The promise of GraphChi is to bring web-scale graph computation, such as analysis of social networks, available to anyone with a modern laptop. It saves you from the hassle and costs of working with a distributed cluster or cloud services. We find it much easier to debug applications on a single computer than trying to understand how a distributed algorithm is executed.

In some cases GraphChi can solve bigger problems in reasonable time than many other available distributed frameworks. GraphChi also runs efficiently on servers with plenty of memory, and can use multiple disks in parallel by striping the data.

Even if you do require the processing power of high-performance clusters, GraphChi can be an excellent tool for developing and debugging your algorithms prior to deploying them to the cluster. For high-performance graph computation in the distributed setting, we direct you to GraphLab's new version (v2.1), which can now handle large graphs in astonishing speed. GraphChi supports also most of the new GraphLab v2.1 API (with some restrictions), making the transition easy.

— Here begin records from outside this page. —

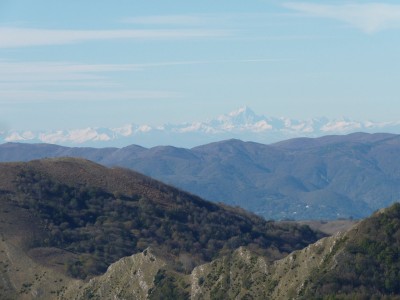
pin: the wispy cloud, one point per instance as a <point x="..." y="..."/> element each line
<point x="167" y="20"/>
<point x="11" y="37"/>
<point x="368" y="17"/>
<point x="63" y="71"/>
<point x="45" y="96"/>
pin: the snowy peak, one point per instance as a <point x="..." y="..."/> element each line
<point x="242" y="123"/>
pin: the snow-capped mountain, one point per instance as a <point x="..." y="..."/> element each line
<point x="242" y="124"/>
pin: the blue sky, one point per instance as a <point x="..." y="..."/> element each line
<point x="71" y="64"/>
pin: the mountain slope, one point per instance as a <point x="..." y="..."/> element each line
<point x="325" y="178"/>
<point x="361" y="263"/>
<point x="75" y="218"/>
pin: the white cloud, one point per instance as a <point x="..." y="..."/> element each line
<point x="368" y="17"/>
<point x="41" y="96"/>
<point x="341" y="126"/>
<point x="74" y="136"/>
<point x="12" y="37"/>
<point x="166" y="20"/>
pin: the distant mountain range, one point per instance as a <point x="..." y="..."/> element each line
<point x="72" y="229"/>
<point x="242" y="124"/>
<point x="62" y="220"/>
<point x="330" y="177"/>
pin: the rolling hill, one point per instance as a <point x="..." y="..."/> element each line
<point x="64" y="220"/>
<point x="323" y="178"/>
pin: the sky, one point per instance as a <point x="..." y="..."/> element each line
<point x="72" y="64"/>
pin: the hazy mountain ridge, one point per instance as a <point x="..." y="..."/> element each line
<point x="323" y="178"/>
<point x="242" y="124"/>
<point x="360" y="263"/>
<point x="63" y="218"/>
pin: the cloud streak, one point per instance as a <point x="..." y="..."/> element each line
<point x="368" y="17"/>
<point x="41" y="96"/>
<point x="11" y="37"/>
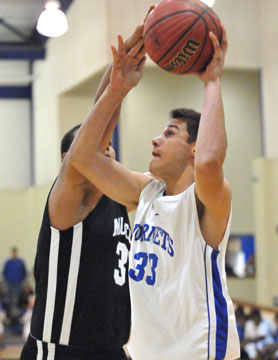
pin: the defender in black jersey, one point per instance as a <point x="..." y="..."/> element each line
<point x="82" y="306"/>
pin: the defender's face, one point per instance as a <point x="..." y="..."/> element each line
<point x="171" y="152"/>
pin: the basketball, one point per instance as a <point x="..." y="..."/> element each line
<point x="176" y="35"/>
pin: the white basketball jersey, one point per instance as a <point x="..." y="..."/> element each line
<point x="181" y="309"/>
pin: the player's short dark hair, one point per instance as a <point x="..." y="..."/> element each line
<point x="68" y="139"/>
<point x="192" y="120"/>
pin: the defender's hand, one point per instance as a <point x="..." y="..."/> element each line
<point x="127" y="68"/>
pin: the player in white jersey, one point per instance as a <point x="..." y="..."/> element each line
<point x="180" y="306"/>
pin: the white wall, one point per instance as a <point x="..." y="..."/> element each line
<point x="15" y="121"/>
<point x="15" y="143"/>
<point x="145" y="114"/>
<point x="269" y="55"/>
<point x="70" y="60"/>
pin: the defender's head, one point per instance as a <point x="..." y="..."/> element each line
<point x="69" y="137"/>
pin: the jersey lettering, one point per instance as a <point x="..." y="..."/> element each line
<point x="122" y="228"/>
<point x="139" y="272"/>
<point x="119" y="274"/>
<point x="156" y="235"/>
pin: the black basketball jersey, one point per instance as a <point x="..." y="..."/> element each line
<point x="82" y="294"/>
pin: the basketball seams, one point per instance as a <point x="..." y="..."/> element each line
<point x="214" y="23"/>
<point x="179" y="39"/>
<point x="167" y="17"/>
<point x="195" y="4"/>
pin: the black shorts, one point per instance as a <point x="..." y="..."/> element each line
<point x="39" y="350"/>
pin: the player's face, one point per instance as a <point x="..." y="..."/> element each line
<point x="171" y="151"/>
<point x="110" y="152"/>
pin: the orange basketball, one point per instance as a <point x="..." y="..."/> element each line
<point x="176" y="35"/>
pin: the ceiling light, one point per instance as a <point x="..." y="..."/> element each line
<point x="52" y="21"/>
<point x="209" y="3"/>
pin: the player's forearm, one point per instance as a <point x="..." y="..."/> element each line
<point x="115" y="116"/>
<point x="211" y="141"/>
<point x="90" y="136"/>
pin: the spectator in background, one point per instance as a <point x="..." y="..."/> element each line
<point x="2" y="328"/>
<point x="27" y="316"/>
<point x="14" y="272"/>
<point x="24" y="298"/>
<point x="241" y="319"/>
<point x="257" y="334"/>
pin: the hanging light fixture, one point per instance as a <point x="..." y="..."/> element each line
<point x="209" y="3"/>
<point x="52" y="21"/>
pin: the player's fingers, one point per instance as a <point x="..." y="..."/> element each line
<point x="224" y="40"/>
<point x="134" y="52"/>
<point x="150" y="9"/>
<point x="114" y="52"/>
<point x="215" y="43"/>
<point x="141" y="64"/>
<point x="121" y="50"/>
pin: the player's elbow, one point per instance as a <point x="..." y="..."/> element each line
<point x="209" y="164"/>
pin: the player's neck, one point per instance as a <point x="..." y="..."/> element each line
<point x="179" y="184"/>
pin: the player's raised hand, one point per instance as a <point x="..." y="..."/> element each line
<point x="215" y="67"/>
<point x="127" y="68"/>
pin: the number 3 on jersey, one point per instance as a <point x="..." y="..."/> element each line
<point x="139" y="272"/>
<point x="119" y="274"/>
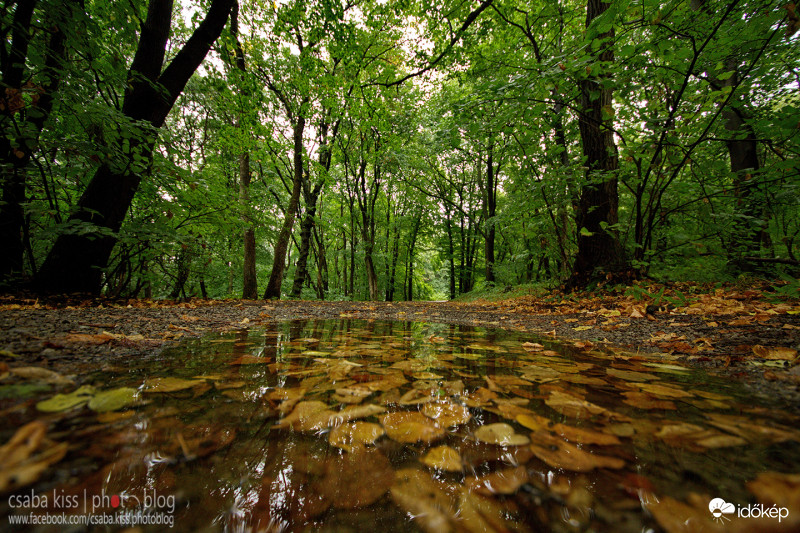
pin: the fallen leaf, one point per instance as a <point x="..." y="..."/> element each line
<point x="307" y="416"/>
<point x="775" y="352"/>
<point x="170" y="384"/>
<point x="85" y="338"/>
<point x="357" y="479"/>
<point x="112" y="400"/>
<point x="64" y="402"/>
<point x="678" y="517"/>
<point x="559" y="453"/>
<point x="443" y="458"/>
<point x="40" y="374"/>
<point x="642" y="400"/>
<point x="506" y="481"/>
<point x="501" y="434"/>
<point x="571" y="433"/>
<point x="447" y="414"/>
<point x="355" y="435"/>
<point x="411" y="426"/>
<point x="424" y="499"/>
<point x="19" y="464"/>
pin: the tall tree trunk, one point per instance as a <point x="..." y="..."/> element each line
<point x="306" y="228"/>
<point x="490" y="205"/>
<point x="599" y="248"/>
<point x="412" y="244"/>
<point x="21" y="127"/>
<point x="281" y="247"/>
<point x="75" y="262"/>
<point x="743" y="153"/>
<point x="249" y="279"/>
<point x="450" y="254"/>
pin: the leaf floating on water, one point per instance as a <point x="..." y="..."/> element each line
<point x="170" y="384"/>
<point x="477" y="513"/>
<point x="357" y="479"/>
<point x="64" y="402"/>
<point x="479" y="398"/>
<point x="775" y="352"/>
<point x="559" y="453"/>
<point x="630" y="375"/>
<point x="307" y="416"/>
<point x="532" y="347"/>
<point x="678" y="517"/>
<point x="571" y="433"/>
<point x="425" y="499"/>
<point x="501" y="434"/>
<point x="443" y="458"/>
<point x="664" y="391"/>
<point x="354" y="394"/>
<point x="411" y="426"/>
<point x="641" y="400"/>
<point x="575" y="407"/>
<point x="755" y="433"/>
<point x="19" y="464"/>
<point x="506" y="481"/>
<point x="355" y="435"/>
<point x="112" y="400"/>
<point x="40" y="374"/>
<point x="447" y="414"/>
<point x="353" y="412"/>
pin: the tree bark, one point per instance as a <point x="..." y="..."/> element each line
<point x="249" y="279"/>
<point x="490" y="203"/>
<point x="599" y="249"/>
<point x="282" y="245"/>
<point x="76" y="262"/>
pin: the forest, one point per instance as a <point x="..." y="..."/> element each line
<point x="395" y="149"/>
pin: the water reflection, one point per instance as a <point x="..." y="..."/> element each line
<point x="403" y="426"/>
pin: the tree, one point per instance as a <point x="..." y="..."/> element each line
<point x="599" y="248"/>
<point x="76" y="261"/>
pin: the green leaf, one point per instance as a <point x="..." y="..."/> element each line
<point x="113" y="399"/>
<point x="65" y="402"/>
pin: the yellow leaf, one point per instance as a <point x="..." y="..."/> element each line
<point x="443" y="458"/>
<point x="501" y="434"/>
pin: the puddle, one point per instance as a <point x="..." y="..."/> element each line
<point x="388" y="426"/>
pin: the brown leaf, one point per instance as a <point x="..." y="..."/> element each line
<point x="505" y="481"/>
<point x="411" y="426"/>
<point x="447" y="414"/>
<point x="443" y="458"/>
<point x="558" y="453"/>
<point x="501" y="434"/>
<point x="775" y="353"/>
<point x="19" y="464"/>
<point x="357" y="479"/>
<point x="355" y="435"/>
<point x="425" y="499"/>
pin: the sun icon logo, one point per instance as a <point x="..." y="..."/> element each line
<point x="719" y="508"/>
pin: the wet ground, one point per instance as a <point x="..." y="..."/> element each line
<point x="230" y="417"/>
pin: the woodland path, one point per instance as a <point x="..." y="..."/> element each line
<point x="735" y="333"/>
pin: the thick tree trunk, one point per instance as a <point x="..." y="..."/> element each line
<point x="75" y="262"/>
<point x="599" y="249"/>
<point x="490" y="203"/>
<point x="306" y="228"/>
<point x="282" y="246"/>
<point x="249" y="279"/>
<point x="450" y="255"/>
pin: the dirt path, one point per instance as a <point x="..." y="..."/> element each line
<point x="735" y="333"/>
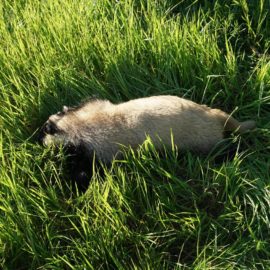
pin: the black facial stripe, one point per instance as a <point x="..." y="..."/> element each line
<point x="50" y="128"/>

GraphChi is implemented in plain C++, and available as open-source under the flexible Apache License 2.0.

Java version

Java-version of GraphChi: http://code.google.com/p/graphchi-java

The performance numbers are impressive.

Not sure I would want to run production code on a laptop in any case but performance should be enough for on-the-road experiments.

Good documentation and examples that should ease you into experimenting with GraphChi.

I first saw this at High Scalability.